Batch Normalization question from Chapter 13

fastuser · February 11, 2021, 5:01am

Hello,

Following text appears in Chapter 13:

“Batch normalization works by taking an average of the mean and standard deviations of the activations of a layer and using those to normalize the activations. However, this can cause problems because the network might want some activations to be really high in order to make accurate predictions. So we also added two learnable parameters (meaning they will be updated in the SGD step), usually called gamma and beta. After normalizing the activations to get some new activation vector y, a batchnorm layer returns gamma*y + beta.”

Can you please help me understand how adding two more learnable parameters (gamma and beta) solve the problem of normalizing the peaks a.k.a the “high activations needed to make accurate predictions”?

Thanks in advance!

Pomo · February 11, 2021, 5:42am

Without gamma and beta, the per channel mean and sd would always be adjusted to zero and one. This limits what the next layer can know about the incoming activations. For example, it will not be able to discern that one channel is larger than another on average. Beta and gamma will be learned and become the new mean and sd for that channel, different from the other channels.

That’s a paraphrase of the “official” explanation. There is still lots of debate about why batchnorm really works.

fastuser · February 11, 2021, 2:07pm

Oh wow! I vaguely understood that beta and gamma really just form another linear transformation in order to learn the large activations that were normalized away by batchnorm but your explanation clarifies it further.

I watched the video corresponding to Chap 13 and read the entire chapter too but never caught on to normalization being “per channel”. Are you sure about this? The reason I ask is the following line from Chap #13 ":

Each mini-batch will have a somewhat different mean and standard deviation than other mini-batches."

The aggregation of activations to be normalized seems to be at a batch level (and not at a channel level)?

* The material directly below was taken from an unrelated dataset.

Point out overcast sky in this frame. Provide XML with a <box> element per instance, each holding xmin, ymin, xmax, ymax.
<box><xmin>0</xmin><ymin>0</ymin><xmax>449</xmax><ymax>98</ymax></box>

I liked your quotes around “official” Yeah I read there is no consensus on why batchnorm works. Haha reminds me of all those times the code worked when it really shoudn’t have

Pomo · February 11, 2021, 8:36pm

Hi fastuser,

There’s a separate running mean, running variance, beta, and gamma for each channel of the input images. The first two are calculated per batch, and the latter via gradients. But you could have seen this yourself from the PyTorch docs or source code.

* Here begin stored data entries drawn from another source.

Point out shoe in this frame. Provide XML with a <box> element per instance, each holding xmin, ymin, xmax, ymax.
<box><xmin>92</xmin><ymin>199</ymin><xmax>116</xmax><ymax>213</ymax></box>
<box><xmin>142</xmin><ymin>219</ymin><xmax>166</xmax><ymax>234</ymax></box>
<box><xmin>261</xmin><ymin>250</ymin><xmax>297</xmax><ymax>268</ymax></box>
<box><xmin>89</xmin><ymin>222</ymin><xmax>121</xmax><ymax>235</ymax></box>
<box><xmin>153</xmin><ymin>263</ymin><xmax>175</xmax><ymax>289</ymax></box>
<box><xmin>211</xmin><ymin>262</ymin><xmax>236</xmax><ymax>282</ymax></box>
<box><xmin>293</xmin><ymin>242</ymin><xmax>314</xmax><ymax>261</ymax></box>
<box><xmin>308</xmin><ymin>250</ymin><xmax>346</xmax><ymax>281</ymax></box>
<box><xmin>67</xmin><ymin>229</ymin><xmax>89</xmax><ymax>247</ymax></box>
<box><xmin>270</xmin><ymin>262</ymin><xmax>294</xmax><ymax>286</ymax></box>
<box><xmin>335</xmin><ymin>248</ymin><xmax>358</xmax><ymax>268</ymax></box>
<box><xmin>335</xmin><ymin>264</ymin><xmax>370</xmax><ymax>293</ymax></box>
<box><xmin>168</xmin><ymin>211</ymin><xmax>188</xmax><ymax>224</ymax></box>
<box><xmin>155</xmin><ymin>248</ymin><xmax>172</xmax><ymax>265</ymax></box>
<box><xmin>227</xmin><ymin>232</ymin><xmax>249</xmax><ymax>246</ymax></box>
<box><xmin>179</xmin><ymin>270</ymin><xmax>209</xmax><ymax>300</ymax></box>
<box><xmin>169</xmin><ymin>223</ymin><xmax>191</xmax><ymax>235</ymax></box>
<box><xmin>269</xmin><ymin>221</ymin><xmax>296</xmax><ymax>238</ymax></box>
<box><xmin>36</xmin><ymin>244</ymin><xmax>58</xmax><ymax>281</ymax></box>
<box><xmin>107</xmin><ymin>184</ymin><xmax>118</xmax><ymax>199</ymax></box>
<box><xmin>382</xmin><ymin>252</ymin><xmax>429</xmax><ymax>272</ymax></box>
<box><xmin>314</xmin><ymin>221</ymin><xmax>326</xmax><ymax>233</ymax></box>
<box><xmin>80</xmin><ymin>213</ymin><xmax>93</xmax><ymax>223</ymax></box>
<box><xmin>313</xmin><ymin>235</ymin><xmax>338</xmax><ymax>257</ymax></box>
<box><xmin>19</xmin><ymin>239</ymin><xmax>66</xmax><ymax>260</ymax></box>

I did not understand any of these details until just a few weeks ago. I was forced to learn when someone else’s pretrained model with BatchNorm3d’s made some problems. There’s really no substitute for actual practice. So I suggest making a nn.BatchNorm2d, a batch of fake images of random numbers, and experimenting. You can see the internal variables, how they are used, and how everything fits together. Before you know it, you will be an expert on BatchNorm and be answering forum questions.

fastuser · February 12, 2021, 6:38am

Agreed 100%! Thank you once again Malcolm!